How is theater relevant to a modern audience, when we have movies and television? Or is it? Do we still need live performance, and what role does it fill?

Today in America, the average person would most likely turn down a day in the theater for a more in-your-face sort of entertainment. “The theater’s a bore,” my sister would say. Modern viewers want surround sound and flashing movies screens. Why? Because today’s spectators want to feel as if they are inside the scenes. That’s why we have IMAX, 3D glasses, and movie Scratch-n-Sniffs. Spectators don’t want to just witness the action they want to hear, feel, and breathe it.

But then couldn’t one argue that a live performance easily beats a front row seat at a 3D movie? What could be more convincing than a person acting out right in front of you? What could be more tangible, more noticeable, more …  real?

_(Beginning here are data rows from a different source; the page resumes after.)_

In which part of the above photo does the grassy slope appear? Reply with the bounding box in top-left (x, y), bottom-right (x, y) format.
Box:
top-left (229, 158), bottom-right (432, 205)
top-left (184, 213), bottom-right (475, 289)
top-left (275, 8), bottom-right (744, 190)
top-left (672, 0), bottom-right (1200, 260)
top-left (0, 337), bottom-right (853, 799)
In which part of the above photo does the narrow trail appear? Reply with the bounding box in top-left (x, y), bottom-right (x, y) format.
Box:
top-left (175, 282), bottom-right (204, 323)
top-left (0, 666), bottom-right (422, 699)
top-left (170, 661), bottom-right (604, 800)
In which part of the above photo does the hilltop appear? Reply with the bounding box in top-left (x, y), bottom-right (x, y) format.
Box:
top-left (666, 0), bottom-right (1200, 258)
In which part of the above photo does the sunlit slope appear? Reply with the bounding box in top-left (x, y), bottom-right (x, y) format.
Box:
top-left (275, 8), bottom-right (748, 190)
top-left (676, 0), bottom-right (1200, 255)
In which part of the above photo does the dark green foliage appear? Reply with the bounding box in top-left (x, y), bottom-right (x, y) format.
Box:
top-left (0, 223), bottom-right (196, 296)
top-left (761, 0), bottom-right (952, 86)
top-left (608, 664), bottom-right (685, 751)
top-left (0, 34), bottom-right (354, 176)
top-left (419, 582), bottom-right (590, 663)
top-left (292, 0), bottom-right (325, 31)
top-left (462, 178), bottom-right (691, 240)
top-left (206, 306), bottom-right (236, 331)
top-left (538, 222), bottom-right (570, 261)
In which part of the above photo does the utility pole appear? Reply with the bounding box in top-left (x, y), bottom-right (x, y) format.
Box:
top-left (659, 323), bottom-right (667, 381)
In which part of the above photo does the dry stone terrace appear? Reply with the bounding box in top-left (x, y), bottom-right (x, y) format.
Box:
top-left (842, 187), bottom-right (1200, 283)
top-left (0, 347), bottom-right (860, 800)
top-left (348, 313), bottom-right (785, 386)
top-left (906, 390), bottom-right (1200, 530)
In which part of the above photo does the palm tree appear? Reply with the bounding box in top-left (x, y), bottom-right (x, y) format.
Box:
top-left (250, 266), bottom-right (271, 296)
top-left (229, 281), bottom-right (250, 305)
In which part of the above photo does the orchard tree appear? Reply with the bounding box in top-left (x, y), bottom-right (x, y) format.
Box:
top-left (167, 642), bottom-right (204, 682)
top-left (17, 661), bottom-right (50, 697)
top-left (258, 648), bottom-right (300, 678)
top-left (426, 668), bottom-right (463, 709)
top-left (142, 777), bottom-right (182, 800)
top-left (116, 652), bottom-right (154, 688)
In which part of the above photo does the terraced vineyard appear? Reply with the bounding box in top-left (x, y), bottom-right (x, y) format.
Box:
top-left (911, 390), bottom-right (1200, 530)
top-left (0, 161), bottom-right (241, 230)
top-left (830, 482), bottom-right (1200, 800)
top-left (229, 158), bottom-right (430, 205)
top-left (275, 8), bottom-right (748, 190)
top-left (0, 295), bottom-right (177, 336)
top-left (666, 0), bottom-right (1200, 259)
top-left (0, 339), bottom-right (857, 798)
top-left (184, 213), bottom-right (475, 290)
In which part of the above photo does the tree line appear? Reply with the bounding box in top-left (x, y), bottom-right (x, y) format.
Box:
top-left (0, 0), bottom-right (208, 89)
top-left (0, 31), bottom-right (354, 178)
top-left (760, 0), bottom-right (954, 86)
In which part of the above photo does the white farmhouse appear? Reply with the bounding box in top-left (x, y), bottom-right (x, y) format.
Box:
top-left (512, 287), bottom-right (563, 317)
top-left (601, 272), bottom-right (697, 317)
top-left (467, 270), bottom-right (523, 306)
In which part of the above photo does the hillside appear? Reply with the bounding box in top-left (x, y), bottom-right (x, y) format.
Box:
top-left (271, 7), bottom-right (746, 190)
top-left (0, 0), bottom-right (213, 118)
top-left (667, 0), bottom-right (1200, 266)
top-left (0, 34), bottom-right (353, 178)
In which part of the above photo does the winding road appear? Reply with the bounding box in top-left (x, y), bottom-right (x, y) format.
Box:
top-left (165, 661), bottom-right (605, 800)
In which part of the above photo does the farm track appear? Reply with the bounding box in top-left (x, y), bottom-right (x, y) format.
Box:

In a time when practically everyone has the technology necessary to stay in touch (computers, cellphones, etc.), the very devices that are supposed to keep us connected are actual pulling us away from the real world. And a simple thing such as attending the theater is a little step further away from that. It forces us to put down our gadgets and gizmos to pay attention to what is actually in front of us. Crazy right?

The theater is absolutely relevant to the modern audience because it gives us what we are constantly striving for through all our glitzy special effects: a step inside the action. Live performances are necessary not only because they force us to put down our electronics, but the theater also forms a more personal and riveting entertainment experience.